By ALAN J. ORTBALS
ALTON — Southwestern Illinois casinos have been hit hard in recent years by a combination of legislation and growing competition, according to Philippe Khouri, vice president and general manager of the Argosy Casino Alton. And, when an Illinois casino loses revenue, so does its host city. In the case of Alton, the city and the casino are working together to try to reverse the tide.
The Alton operation’s gross annual revenue has fallen from a high of $125.4 million in 2007 to $64.3 million in 2013, the last full year currently available. The Casino Queen in East St. Louis has been victimized by a similar slide in revenues although not as great — from a high of $185.2 million in 2008 to $124.5 million in 2013.
“The biggest impact has come from the introduction of the video gaming terminals in the state,” Khouri said. “The number of those is increasing steadily. We monitor how many there are in the neighboring area, their win per unit and how many are being added. The numbers are substantial and it certainly has affected us pretty significantly.”
Khouri has only been with the Argosy for six months but has been with Argosy’s parent company Penn National Gaming for almost three years and was with Harrah’s in Joliet, Ill., prior to that. He said that the border casinos also took a substantial hit in 2008 after the smoking ban, imposed by the state, took effect.
“It really hurts when you have a neighboring state that allows smoking,” Khouri said. “We get hit here because people can smoke at the four casinos on the Missouri side. The Chicago area casinos take a hit too because people can smoke in the Indiana casinos as well. If everything were non-smoking, it would be a different ballgame, but when one allows smoking and the other doesn’t, that hurts.”
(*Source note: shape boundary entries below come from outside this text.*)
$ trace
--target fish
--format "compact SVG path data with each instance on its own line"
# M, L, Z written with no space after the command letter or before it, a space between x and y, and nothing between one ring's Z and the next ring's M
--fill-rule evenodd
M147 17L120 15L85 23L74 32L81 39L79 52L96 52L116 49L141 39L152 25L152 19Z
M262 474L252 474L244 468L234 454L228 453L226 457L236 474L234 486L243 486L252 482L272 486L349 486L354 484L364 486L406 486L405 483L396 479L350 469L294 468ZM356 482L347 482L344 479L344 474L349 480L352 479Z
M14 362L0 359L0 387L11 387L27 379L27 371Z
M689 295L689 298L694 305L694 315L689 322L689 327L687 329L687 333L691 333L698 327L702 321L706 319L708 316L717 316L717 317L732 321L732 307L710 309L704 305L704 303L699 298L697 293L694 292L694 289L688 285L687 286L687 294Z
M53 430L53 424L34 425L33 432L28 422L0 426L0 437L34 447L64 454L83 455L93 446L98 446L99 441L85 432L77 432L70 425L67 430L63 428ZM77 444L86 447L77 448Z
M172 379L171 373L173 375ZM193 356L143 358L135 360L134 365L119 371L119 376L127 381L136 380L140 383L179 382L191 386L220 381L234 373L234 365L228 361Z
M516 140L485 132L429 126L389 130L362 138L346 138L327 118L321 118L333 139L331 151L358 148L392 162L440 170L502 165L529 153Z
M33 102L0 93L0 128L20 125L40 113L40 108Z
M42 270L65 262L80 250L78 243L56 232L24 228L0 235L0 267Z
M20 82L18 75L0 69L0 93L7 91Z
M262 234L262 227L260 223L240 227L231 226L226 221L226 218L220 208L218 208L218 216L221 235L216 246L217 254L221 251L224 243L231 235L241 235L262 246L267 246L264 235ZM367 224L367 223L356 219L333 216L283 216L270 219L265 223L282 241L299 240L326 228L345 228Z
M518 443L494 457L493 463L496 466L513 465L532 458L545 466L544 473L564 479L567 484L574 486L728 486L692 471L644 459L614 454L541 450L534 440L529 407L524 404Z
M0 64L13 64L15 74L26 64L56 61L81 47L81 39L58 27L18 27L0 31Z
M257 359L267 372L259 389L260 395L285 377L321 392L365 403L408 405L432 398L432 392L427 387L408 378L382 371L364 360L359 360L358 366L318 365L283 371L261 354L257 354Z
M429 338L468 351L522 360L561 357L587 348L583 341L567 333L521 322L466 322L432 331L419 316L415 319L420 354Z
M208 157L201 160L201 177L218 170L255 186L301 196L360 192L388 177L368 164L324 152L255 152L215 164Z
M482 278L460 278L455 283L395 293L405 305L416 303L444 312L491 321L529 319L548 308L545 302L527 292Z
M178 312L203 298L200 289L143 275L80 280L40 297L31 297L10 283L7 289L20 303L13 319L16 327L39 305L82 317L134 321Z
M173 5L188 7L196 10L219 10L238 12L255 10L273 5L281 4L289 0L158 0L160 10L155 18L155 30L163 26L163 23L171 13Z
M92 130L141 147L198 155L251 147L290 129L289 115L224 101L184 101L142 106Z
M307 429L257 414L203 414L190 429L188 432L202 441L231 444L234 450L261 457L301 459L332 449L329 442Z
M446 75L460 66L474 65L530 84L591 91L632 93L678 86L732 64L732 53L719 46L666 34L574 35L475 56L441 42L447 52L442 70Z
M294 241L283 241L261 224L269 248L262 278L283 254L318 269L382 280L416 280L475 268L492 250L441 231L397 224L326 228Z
Khouri said that the overall strategy is to spruce up the boat both inside and out; provide more quality entertainment; and focus attention on gaming where the casino has the advantage over the video gambling terminals (VGTs). One of those advantages is in the payout. VGTs are limited to a relatively low $500 payout. The casinos have none. Another is table games like black jack, craps and roulette. Players who enjoy those games can’t get them at the local bar.
“We try to concentrate on those types of customers,” Khouri said, “the ones who seek higher payouts or enjoy table games. How do we attract those customers, develop loyalty and get them to return? It’s all encompassing. It’s not just offering the games they want. It’s also offering more from an amenity standpoint.”
To that end, the Argosy has moved its table games to a more prominent location, the main floor — and is planning improvements to both the interior and exterior of the facility. Those may include improvements to the restaurants as well as a new paint job on the façade.
“The goal is to re-invest in the property and to try to attract more people here,” Khouri said.
Falling revenues at the Argosy is also a problem for the city. Alton’s share of casino taxes was $4 million in 2013, according to the Illinois Casino Gaming Association. That’s down from nearly $8 million in 2007. Since the casino first opened in 1991, those tax revenues have helped fund a street improvement program, development of the Alton riverfront and marina, construction of a new fire house, a new law enforcement center and establish a “rainy day” fund. Because of the importance of this revenue stream, the city is collaborating with the Argosy on events and entertainment that will draw people to the riverfront and, hopefully, to the boat.
“The city and the casino are working together to bring in more national acts to attract folks in from out of town and generate revenue,” said Alton Mayor Brant Walker. “We are also partnering with the casino on advertising. The idea is that, if we get more folks over here, hopefully, that they come here; they’ll stay here; they’ll gamble here; they’ll eat here; and that will all generate revenue for the city.”
Alton’s declining casino tax revenue has led to a freeze on hiring with the city reducing staff through attrition. It’s also led the city to try to focus on generating revenue elsewhere.
“It’s definitely made this administration much more resourceful,” Walker said. “You have two choices--you can cut or you can figure out how to grow. The city has been cutting, which we still maintain but we also have to re-evaluate how we do business. How do you make your city more attractive? What are your quality of life issues? How are your parks? How are your streets? If you want a better future, you need to build it and that’s what we’ve been doing.”
To that end, Walker said, they’ve been making business retention visits, made parking changes and have tackled infrastructure issues like streets, sewers and sidewalks.
Another project of the city that may help the casino is the development of a hotel on the site of the former Great Central Lumber Co. The city has purchased the property near the foot of the Clark Bridge and is seeking a developer.
“It’s certainly a great idea,” Khouri said of the hotel development plans. “If successful, we would want to try to leverage that and see if we could partner with the hotel on certain types of things to draw more people to the hotel, to the riverfront and to the casino.”